Paper Structure (26 sections, 6 equations, 6 figures, 3 tables, 1 algorithm)

This paper contains 26 sections, 6 equations, 6 figures, 3 tables, 1 algorithm.

Figures (6)

  • Figure 1: An overview of the RAG-3DSG framework. The upper part illustrates common challenges in multi-view 3D scene graph generation. Our pipeline addresses these issues through (a) Multi-view RGB-D frames are segmented and fused into a global object list with point clouds and semantic embeddings. (b) Re-shot images are used to select the best-view caption, which is compared with crop captions to estimate uncertainty; clustering is applied and the top-1 cluster is retained for fusion. (c) Low-uncertainty objects form a retrieval document, while high-uncertainty objects leverage retrieved context for caption refinement via a VLM. (d) Finally, spatial and semantic relationships among objects are inferred by an LLM to construct the 3D scene graph.
  • Figure 2: Visualization of our 3DSGs for Replica straub2019replica Room 0 (left) and 1 (right).
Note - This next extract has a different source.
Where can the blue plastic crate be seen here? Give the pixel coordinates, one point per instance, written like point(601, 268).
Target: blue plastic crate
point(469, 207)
The blue points represent the objects and the red lines indicate the relationships between them.
  • Figure 3: Ablation study quantifying the contribution of each pipeline component. Performance degradation is observed when removing re-shot guided uncertainty estimation (w/o Reshot), RAG (w/o RAG), concatenated re-shot images (w/o Concat), or using random retrieval (Random RAG), confirming the complementary roles of all proposed components.
  • Figure 4: Examples of re-shot images automatically selected by our method. For each object category, we present the top-4 rendered views ranked by our re-shot scoring strategy. From top to bottom: armchair, vase, cushion, sofa, artwork, and TV stand.
  • Figure 5: Heatmaps of semantic segmentation performance across scenes for different ablation settings. Metrics include mIoU, mRecall, mPrecision, mF1score, and frequency-weighted mIoU (fMiou). The full pipeline serves as the baseline, while “w/o concat”, “w/o rag”, “random rag”, and “w/o reshot” show the impact of removing or modifying individual components.